Hollanda, işsizliğe çare için risk sermayesine yöneldi: Risk sermayesi konusunda hatırı sayılır ülkelerden biri de Hollanda. 1981 yılında yaşanan büyük işsizlik Hollanda'yı risk sermayesine yönlendirdi. Hükümet bu konuda öncülük yaptı ve birçok risk sermayesi şirketi kuruldu. Hollanda'da risk sermayesinin öncüsü Ellard Blaauboer, işe 10 bin Hollanda florini para ve küçük bir ofisle başladı. 'NeSBIC' adlı risk sermayesi şirketinin ise bugünkü büyüklüğü 50-60 milyon Hollanda florini civarında hesaplanıyor.
------------
TÜRKİYE'DE RİSK SERMAYESİNDE ÖNCÜ KURUM: TTGV
NE TÜR PROJELER?: TTGV 'risk sermayesi anlayışına en yakın yapılanma' olarak 1991 yılında kuruldu. TTGV Genel Sekreteri Prof. Dr. Metin Ger'in verdiği bilgiye göre kendilerine proje sunacak şirketin hukuki niteliği konusunda bir şartları yok. Hatta tek kişilik şirkete bile destek verilebiliyor. Ger 'Projenin sonuçta ticarileşebilecek yeni bir ürün olması ve gerçekleşme aşamasında Ar-Ge çalışması içermesi gerek' şeklinde konuşuyor. Ayrıca projenin finans tablosunun da iyi oturtulması önemli.

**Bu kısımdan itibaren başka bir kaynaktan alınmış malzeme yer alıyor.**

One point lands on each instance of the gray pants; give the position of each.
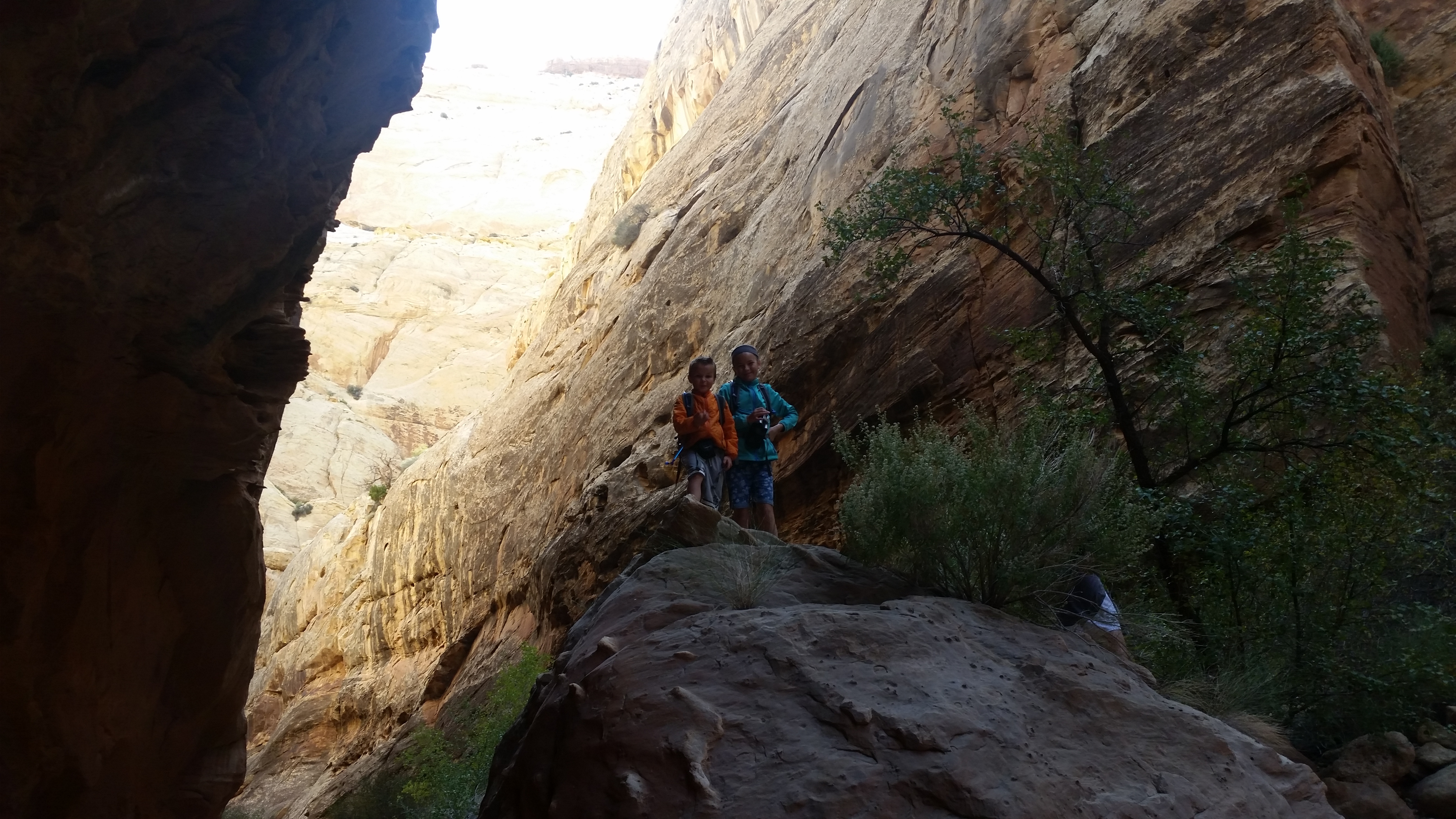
(713, 473)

Örneğin bir proje için 500 bin dolar öngörüldüyse projenin bu parayla yapılabilir ve ürün ortaya çıktıktan sonra yapılan masrafı karşılayabilecek bir pazarının olması gerekli.

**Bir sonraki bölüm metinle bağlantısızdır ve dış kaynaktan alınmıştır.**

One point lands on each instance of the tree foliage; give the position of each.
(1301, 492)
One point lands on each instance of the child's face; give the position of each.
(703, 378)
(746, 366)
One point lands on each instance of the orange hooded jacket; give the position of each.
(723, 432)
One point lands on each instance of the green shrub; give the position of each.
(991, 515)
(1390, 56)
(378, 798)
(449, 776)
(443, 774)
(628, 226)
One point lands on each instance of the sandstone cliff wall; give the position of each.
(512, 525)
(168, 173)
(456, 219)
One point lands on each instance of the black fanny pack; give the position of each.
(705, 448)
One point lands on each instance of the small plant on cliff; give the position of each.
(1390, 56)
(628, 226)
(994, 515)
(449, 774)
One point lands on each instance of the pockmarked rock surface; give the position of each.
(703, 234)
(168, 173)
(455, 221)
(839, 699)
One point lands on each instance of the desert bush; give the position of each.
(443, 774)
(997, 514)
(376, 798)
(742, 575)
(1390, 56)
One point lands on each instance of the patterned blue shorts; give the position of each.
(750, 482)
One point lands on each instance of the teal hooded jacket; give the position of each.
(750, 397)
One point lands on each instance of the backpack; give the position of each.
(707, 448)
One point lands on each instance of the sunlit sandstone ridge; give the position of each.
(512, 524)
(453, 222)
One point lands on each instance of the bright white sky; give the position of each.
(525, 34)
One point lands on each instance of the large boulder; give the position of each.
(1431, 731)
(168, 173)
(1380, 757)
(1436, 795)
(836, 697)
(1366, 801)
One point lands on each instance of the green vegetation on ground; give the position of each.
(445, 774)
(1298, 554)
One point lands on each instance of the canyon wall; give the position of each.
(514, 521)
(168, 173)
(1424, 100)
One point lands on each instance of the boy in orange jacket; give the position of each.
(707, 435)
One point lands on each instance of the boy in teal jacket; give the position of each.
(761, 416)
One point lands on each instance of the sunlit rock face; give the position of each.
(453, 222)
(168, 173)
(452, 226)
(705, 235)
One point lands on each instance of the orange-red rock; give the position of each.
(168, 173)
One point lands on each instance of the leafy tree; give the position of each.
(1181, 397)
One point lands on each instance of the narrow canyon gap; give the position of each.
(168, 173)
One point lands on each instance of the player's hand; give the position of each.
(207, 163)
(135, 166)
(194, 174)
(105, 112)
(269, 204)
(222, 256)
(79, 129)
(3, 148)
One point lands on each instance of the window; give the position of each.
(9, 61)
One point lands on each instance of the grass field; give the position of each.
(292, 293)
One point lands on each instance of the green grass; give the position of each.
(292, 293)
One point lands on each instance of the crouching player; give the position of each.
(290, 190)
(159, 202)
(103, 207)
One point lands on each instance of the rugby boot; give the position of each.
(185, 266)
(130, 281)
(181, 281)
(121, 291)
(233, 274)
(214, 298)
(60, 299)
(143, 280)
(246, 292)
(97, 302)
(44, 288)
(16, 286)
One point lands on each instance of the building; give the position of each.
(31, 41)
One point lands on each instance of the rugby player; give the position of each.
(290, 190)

KAÇ ADET PROJE KABUL EDİLDİ? TTGV'ye bugüne kadar enformatik, ileri ve yeni malzeme içeren seramik, kompozit, biyo-teknoloji, geleneksel teknoloji gibi alanlarda projeler sunuldu. TTGV her yıl ortasında ve sonunda olmak üzere iki kez proje çağrısına çıkıyor. Bu seneki ilk çağrı Haziran ayında sona erdi. TTGV şimdiye kadar 9 defa çağrıya çıktı ve 250 başvurulan 68'ini kabul etti. Bu projelerin yüzde 75'i 150 kişiden az kişi çalıştıran işletmelere ait.

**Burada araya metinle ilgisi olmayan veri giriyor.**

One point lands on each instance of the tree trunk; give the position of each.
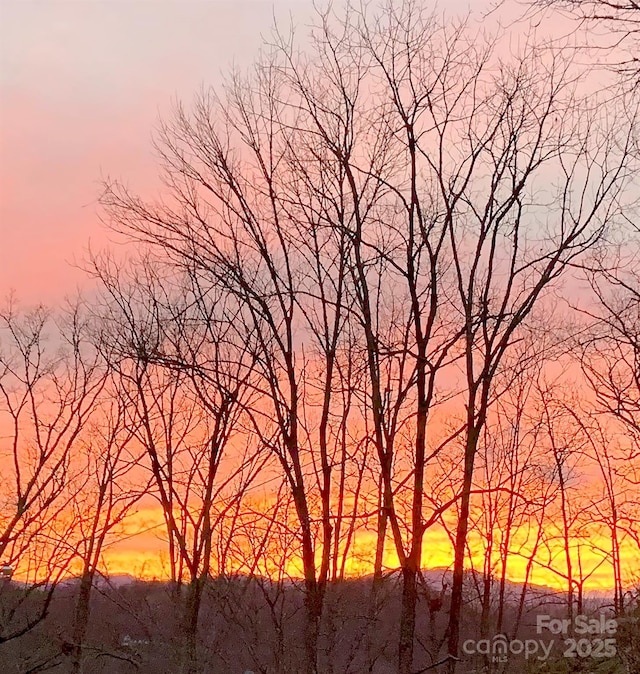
(81, 621)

TTGV PROJELERİ NASIL DESTEKLİYOR? Projeler uzmanlardan oluşan 5 kişilik bir komite tarafından değerlendiriliyor. Komite üyelerinin bir kısmı ilgili sektörlerden seçiliyor. TTGV'nin yapacağı değerlendirmeden sonra proje kabul edilirse proje sahibi ile TTGV adi bir ortaklık kuruyor. Fikri ve sınai mülkiyet hakları konusunda herşey ortak oluyor. Proje ilerledikçe masraflar ortaklaşa karşılanıyor. Böylece masrafların yarısı TTGV tarafından ödeniyor. Ortaklık kurulduğunda üniversiteden bir uzman projenin teknik denetimi için görevlendiriliyor. Projenin gelişimini baştan sona izleyen bu uzman iki ayda bir TTGV'ye teknik rapor veriyor.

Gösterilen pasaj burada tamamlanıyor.